Written/Paper Submissions
Submit written/paper submissions as follows:
• Mail/Hand delivery/Courier (for written/paper submissions): Division of Dockets Management (HFA-305), Food and Drug Administration, 5630 Fishers Lane, Rm. 1061, Rockville, MD 20852.
• For written/paper comments submitted to the Division of Dockets Management, FDA will post your comment, as well as any attachments, except for information submitted, marked and identified, as confidential, if submitted as detailed in "Instructions."

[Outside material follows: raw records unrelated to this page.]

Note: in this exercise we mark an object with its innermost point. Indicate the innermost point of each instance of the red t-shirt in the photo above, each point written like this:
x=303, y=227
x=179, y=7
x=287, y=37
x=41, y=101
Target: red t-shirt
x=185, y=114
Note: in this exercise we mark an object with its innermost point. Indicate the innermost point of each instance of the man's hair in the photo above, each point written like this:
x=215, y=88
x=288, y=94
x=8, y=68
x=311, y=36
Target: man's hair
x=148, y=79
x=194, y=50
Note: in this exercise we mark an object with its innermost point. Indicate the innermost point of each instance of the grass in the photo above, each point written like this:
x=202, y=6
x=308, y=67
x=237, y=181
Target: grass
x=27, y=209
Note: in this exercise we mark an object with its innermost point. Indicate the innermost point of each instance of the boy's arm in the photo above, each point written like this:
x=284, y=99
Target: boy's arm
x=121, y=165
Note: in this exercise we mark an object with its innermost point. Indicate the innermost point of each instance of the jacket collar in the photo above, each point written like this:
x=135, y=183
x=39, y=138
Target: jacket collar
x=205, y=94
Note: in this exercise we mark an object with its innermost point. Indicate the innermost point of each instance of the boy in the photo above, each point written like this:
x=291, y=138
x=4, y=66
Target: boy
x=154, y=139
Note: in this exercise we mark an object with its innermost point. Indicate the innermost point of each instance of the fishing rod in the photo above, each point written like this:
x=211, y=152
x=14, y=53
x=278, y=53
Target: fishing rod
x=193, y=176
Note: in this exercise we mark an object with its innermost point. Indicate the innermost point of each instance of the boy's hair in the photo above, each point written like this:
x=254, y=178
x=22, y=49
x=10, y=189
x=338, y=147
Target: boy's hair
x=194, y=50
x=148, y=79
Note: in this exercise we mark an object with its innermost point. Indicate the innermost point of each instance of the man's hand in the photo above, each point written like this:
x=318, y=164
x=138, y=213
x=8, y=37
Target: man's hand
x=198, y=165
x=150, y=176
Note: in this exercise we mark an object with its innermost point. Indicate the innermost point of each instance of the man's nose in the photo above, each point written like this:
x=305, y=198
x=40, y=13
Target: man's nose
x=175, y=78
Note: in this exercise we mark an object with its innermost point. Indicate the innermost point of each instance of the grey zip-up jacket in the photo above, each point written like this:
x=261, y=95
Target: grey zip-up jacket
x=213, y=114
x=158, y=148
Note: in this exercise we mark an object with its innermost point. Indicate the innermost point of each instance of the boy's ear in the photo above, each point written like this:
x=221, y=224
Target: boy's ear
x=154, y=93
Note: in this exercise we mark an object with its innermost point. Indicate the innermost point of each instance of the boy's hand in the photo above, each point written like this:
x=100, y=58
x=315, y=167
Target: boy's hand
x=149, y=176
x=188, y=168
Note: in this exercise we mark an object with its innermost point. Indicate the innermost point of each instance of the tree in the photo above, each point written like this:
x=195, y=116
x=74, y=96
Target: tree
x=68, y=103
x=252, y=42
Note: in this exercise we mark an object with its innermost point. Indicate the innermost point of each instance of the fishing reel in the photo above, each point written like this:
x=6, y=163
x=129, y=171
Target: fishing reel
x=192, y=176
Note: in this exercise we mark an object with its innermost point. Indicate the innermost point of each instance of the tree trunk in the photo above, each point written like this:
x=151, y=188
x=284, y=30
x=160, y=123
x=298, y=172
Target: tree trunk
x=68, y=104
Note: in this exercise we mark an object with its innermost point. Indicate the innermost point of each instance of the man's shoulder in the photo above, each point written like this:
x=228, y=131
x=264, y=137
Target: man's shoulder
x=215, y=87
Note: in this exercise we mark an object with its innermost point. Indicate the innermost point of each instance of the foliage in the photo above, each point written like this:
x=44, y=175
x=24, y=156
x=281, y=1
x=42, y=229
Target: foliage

Instructions: All submissions received must include the Docket No. FDA-2015-N-0684 for Identification of Alternative In Vitro Bioequivalence Pathways Which Can Reliably Ensure In Vivo Bioequivalence of Product Performance and Quality of Non-Systemically Absorbed Drug Products for Animals; Reopening of the Comment Period. Received comments will be placed in the docket and, except for those submitted as "Confidential Submissions," publicly viewable at http://www.regulations.gov or at the Division of Dockets Management between 9 a.m. and 4 p.m., Monday through Friday.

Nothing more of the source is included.